Von Denise Zerulla — Der Filmproduzent Arnaud Gantenbein im Gespräch über Kurzfilme, Fantasy und schwarzen Humor in Schweizer Filmen.
Arnaud Gantenbein (*1984) gehört zur jüngsten Generation der Filmproduzenten, und das nicht nur in der Schweiz. Gemeinsam mit Pascal Forney (*1983) gründete er 2005 die Produktionsfirma «imstu» («imaginastudio») mit Sitz in Lausanne. Ihre Kurzfilme «Lester» und « Le lac noir» sind international auf Festivals erfolgreich.
Das Besondere ihrer Filme ist, dass sie die gängigen Kurzfilmklischees überspringen und mit Arbeiten überraschen, die in höchst professioneller Weise auf sehr engem Raum sowohl Themen, als auch filmisches Können zeigen. Auffallen tun sie nicht zuletzt jedoch dadurch, dass Sie das Publikum von der ersten bis zur letzten Sekunde fesseln und begeistern.
Ich habe Arnaud in Lausanne, wo auch der Sitz der Produktionsfirma ist, zum Mittagessen getroffen.
Arnaud, wie bist Du zum Film gekommen?
Mit sechzehn habe ich beschlossen, Regisseur zu werden. Allerdings war mir damals schon klar, dass das kein einfacher Weg werden würde. Der Film hat mich immer interessiert. Jedoch wollte ich kein erfolgloser Künstler werden. Also habe ich zunächst auf eine gute Ausbildung gesetzt und meinen Abschluss auf der «Ecole Hôtelière de Lausanne» (EHL) gemacht. Auf dieser Grundlage konnte ich flexibel sein. Viele meiner Freunde arbeiten heute in anderen Bereichen, als in dem der Hotellerie. Ich habe mich auf Marketing spezialisiert und war als Brand Manager für LVMH tätig.

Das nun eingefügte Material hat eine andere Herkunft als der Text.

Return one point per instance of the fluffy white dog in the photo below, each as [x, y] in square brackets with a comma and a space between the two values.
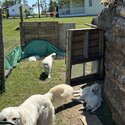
[61, 93]
[36, 110]
[92, 102]
[47, 64]
[85, 92]
[91, 96]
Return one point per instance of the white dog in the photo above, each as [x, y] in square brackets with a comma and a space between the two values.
[92, 102]
[36, 110]
[91, 95]
[61, 93]
[95, 88]
[47, 64]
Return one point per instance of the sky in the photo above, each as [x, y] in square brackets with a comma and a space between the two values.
[30, 2]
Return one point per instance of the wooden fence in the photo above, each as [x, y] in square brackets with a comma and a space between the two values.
[2, 84]
[53, 32]
[84, 45]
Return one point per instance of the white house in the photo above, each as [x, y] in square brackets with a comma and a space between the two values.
[14, 10]
[68, 8]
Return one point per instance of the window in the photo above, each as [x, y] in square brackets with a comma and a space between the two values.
[90, 3]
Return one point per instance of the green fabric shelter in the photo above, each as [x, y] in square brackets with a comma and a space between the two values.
[35, 47]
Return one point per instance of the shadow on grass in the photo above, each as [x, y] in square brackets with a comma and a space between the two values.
[43, 76]
[66, 106]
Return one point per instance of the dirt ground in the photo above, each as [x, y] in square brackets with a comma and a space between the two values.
[71, 114]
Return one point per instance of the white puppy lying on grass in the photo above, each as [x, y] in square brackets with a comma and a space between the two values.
[47, 64]
[61, 94]
[91, 95]
[36, 110]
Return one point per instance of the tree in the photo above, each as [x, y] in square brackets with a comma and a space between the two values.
[43, 5]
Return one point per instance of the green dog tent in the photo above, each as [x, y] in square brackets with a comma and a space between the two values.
[41, 48]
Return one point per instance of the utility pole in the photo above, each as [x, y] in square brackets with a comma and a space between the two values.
[6, 6]
[38, 7]
[2, 80]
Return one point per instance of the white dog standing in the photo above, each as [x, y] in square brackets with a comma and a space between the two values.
[61, 94]
[36, 110]
[47, 64]
[92, 102]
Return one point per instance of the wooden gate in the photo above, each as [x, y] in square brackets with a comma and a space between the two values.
[84, 47]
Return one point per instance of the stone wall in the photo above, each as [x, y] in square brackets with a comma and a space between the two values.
[112, 20]
[1, 57]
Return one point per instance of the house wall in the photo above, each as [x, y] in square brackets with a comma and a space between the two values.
[94, 9]
[79, 8]
[16, 10]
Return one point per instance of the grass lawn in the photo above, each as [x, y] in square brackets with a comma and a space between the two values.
[24, 79]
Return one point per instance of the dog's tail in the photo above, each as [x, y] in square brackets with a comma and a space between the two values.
[49, 95]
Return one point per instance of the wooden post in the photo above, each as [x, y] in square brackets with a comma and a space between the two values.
[21, 12]
[68, 57]
[2, 82]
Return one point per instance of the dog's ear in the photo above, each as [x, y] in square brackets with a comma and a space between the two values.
[22, 117]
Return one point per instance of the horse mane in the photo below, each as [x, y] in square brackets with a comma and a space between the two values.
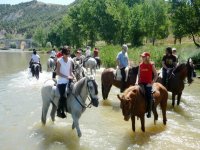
[78, 86]
[179, 67]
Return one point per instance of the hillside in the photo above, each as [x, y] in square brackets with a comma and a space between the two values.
[24, 18]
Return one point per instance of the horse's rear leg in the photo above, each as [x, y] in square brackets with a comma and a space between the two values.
[142, 123]
[179, 98]
[155, 113]
[53, 112]
[76, 124]
[45, 108]
[133, 123]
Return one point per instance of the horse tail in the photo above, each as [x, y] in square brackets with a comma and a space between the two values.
[163, 104]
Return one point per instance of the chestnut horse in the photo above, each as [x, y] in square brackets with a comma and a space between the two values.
[133, 103]
[176, 81]
[108, 79]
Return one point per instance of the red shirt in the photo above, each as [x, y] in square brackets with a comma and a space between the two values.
[146, 72]
[96, 53]
[59, 54]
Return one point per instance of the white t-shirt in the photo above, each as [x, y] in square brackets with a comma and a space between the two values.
[35, 58]
[64, 69]
[53, 53]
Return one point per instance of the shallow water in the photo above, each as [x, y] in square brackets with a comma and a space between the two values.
[102, 127]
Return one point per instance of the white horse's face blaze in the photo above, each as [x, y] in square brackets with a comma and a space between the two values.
[93, 92]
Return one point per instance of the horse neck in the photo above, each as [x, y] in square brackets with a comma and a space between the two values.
[84, 92]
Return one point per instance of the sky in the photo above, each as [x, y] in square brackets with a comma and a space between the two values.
[13, 2]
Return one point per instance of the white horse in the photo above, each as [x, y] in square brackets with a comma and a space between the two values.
[75, 101]
[51, 64]
[91, 63]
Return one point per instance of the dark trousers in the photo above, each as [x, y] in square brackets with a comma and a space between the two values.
[165, 76]
[61, 88]
[123, 83]
[148, 94]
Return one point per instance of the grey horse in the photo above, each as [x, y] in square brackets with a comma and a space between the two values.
[75, 103]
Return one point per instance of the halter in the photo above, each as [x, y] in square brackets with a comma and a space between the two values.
[89, 97]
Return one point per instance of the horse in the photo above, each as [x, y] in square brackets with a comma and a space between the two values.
[98, 60]
[91, 64]
[79, 71]
[75, 103]
[108, 79]
[133, 103]
[176, 81]
[35, 70]
[51, 64]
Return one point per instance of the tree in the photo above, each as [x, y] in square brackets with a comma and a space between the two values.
[155, 17]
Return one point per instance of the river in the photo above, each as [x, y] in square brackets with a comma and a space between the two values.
[103, 128]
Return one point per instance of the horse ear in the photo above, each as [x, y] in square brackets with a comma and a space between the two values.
[119, 97]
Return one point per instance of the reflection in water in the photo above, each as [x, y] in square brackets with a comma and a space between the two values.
[102, 127]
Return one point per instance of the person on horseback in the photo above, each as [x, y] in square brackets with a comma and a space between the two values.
[169, 62]
[122, 63]
[147, 75]
[78, 59]
[35, 59]
[65, 76]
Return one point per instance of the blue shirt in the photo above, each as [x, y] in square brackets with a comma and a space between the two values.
[123, 59]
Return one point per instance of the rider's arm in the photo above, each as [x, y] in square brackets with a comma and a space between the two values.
[155, 75]
[58, 71]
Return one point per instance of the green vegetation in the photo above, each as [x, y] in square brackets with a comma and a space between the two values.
[108, 54]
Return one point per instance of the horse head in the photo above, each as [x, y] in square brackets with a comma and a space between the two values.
[127, 101]
[93, 90]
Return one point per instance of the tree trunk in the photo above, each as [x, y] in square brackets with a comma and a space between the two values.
[198, 45]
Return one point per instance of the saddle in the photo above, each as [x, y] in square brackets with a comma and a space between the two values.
[118, 75]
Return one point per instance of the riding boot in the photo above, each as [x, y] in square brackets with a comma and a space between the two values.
[149, 107]
[60, 110]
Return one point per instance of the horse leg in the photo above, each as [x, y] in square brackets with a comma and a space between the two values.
[76, 123]
[53, 112]
[179, 98]
[45, 107]
[142, 123]
[155, 113]
[133, 122]
[173, 99]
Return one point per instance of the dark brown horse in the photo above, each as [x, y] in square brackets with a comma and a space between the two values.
[176, 81]
[108, 79]
[133, 103]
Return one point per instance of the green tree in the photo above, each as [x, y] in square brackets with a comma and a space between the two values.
[40, 36]
[156, 20]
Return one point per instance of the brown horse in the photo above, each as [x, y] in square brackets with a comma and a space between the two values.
[108, 79]
[176, 81]
[133, 103]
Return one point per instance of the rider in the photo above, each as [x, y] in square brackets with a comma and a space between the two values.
[78, 57]
[122, 63]
[35, 59]
[64, 72]
[147, 75]
[169, 62]
[174, 53]
[87, 54]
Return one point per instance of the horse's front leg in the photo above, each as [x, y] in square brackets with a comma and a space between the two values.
[173, 99]
[133, 122]
[53, 112]
[142, 123]
[76, 124]
[179, 98]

Und wie kam es dann, dass Du doch zum Film gewechselt hast?
Ich habe mit einem Freund gesprochen, der die «École cantonale d’art de Lausanne» besucht hat, und ihn später dann auf einem Dreh besucht. Das war relativ lustig, da ich mit Krawatte und Hemd im Wald erschienen bin, und mich alle sehr irritiert angeschaut haben. Immerhin waren wir im Wald und an einem Filmset!
Schon eure Ausbildung ist sehr unterschiedlich. Trotzdem habt ihr beschlossen, gemeinsam zu arbeiten. Wie kam das?
Pascal wollte mit seiner Abschlussarbeit an der Schule in Lausanne gerne etwas machen, was die Schule zunächst nicht unterstützte. Also war er auf der Suche nach einem Produzenten.
Wieso war das schwierig? Oder warum wollte die Schule seinen Film nicht produzieren?
Kunsthochschulen haben heutzutage oft eine völlig eigene Handschrift, die sie auch an ihre StudentInnen weitergeben. Ich glaube, wenn man mir verschiedene Abschlussarbeiten aus verschiedenen Schulen in der Schweiz zeigen würde, könnte ich immer sagen, woher sie kommen.
Manchmal passiert es dann aber, dass junge Menschen eigene Ideen umsetzen möchten. Und genau das war damals bei Pascal der Fall. «L’Improbable Odyssée» (2006) ist ein sehr guter Film geworden. Ich mag die Element des schwarzen Humors, die auch später immer wieder in den Filmen auftreten.
Was war das Besondere an dieser Produktion? Und wie war die Arbeit zwischen euch?
Wir sind beide sehr stark in die Prozesse des Anderen involviert. Das war schon zu Beginn so. Man wird sehen, wie die Zukunft aussieht. Mit dem Wachstum der Firma verschieben sich auch die Aufgabenfelder, so dass ich immer mehr in Kommunikation und Marketing eingebunden werde. Grundsätzlich beschäftige ich mich aber genauso mit der künstlerischen Seite, wie Pascal sich mit der der Produktion.
Entsprechen denn alle Filme die ihr produziert auch Deinem persönlichen Geschmack? Oder ist auch schon einmal etwas dabei wo Du sagst, dass es Dich nicht ganz so sehr interessiert?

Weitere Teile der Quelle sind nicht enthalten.